Frequently Asked Questions
What is a realistic SIP return rate for planning in India?
For large-cap equity funds tracking Nifty 50: 10–12% CAGR over 15+ years is realistic. For mid-cap funds: 12–14%. For planning purposes, use 10% for conservative estimates and 12% for moderate. Never plan at 15%+ for the base case.
What is the historical Nifty 50 SIP return?
For any 15-year SIP period in Nifty 50 (from 1995 to 2024), the minimum CAGR was 7.2%, the maximum was 18.4%, and the median was approximately 12.1%. No 15-year period has given a negative SIP return.
Why should I not use 15% as my SIP return assumption?

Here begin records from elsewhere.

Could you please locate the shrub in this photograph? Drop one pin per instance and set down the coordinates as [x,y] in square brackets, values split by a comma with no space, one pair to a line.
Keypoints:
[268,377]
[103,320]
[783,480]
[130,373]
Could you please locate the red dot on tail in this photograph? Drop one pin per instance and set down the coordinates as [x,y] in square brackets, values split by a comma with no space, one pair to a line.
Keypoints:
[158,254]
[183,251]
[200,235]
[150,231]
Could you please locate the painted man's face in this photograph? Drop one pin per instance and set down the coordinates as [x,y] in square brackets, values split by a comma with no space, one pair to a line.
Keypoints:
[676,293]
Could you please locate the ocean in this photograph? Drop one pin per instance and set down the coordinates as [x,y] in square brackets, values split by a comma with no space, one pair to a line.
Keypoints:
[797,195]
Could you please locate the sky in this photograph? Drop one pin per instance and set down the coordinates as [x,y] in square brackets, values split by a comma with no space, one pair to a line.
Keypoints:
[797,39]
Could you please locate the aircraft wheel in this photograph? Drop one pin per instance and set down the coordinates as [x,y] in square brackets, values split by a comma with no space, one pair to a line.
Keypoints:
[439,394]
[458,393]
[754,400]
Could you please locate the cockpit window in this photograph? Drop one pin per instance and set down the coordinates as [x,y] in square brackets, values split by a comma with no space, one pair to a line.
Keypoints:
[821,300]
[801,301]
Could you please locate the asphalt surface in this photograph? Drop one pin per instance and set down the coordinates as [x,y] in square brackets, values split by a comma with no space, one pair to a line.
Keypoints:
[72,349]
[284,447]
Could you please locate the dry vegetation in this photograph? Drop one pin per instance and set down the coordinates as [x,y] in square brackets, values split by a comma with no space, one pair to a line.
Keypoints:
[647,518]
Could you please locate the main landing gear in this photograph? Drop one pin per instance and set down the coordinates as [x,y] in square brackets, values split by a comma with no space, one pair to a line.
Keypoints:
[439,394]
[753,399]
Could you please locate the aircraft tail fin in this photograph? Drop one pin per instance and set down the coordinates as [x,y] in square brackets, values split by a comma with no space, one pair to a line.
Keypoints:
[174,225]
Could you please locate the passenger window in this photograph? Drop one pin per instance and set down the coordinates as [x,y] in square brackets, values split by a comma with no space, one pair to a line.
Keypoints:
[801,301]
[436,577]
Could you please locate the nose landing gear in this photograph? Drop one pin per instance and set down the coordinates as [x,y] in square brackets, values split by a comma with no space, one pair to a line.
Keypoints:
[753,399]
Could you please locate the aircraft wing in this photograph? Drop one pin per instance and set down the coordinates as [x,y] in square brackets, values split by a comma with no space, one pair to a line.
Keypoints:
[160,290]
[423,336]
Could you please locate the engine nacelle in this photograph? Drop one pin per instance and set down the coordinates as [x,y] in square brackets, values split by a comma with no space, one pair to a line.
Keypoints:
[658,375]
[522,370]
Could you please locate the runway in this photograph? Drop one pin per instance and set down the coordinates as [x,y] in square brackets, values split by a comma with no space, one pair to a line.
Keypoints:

15% CAGR is the top quartile outcome for Nifty 50 SIPs, not the median. Planning at 15% means underestimating the corpus you need to save — if returns are 10% instead, your corpus shortfall is substantial. Reverse the error margin: plan conservatively, be pleasantly surprised.
What happens to SIP returns in a bear market?
Bear markets actually help SIP investors — you buy more units at lower prices. This is the averaging benefit of SIP. The ₹5,000/month stays fixed; in a bear market you buy more units per rupee. When the market recovers, the extra units you bought cheaply generate higher returns.
Which mutual fund category gives the best SIP returns in India?
Historically (15-year CAGR, 2010–2024): mid-cap index funds ~14%, large-cap index funds ~12%, multi-cap funds ~12–13%, flexi-cap funds ~11–13%. Small-cap funds have given 15%+ but with much higher volatility. For stable planning, large or flex-cap index funds are recommended.
What return rate is your SIP projection using — and have you checked what your corpus looks like at 10% instead of the assumed rate?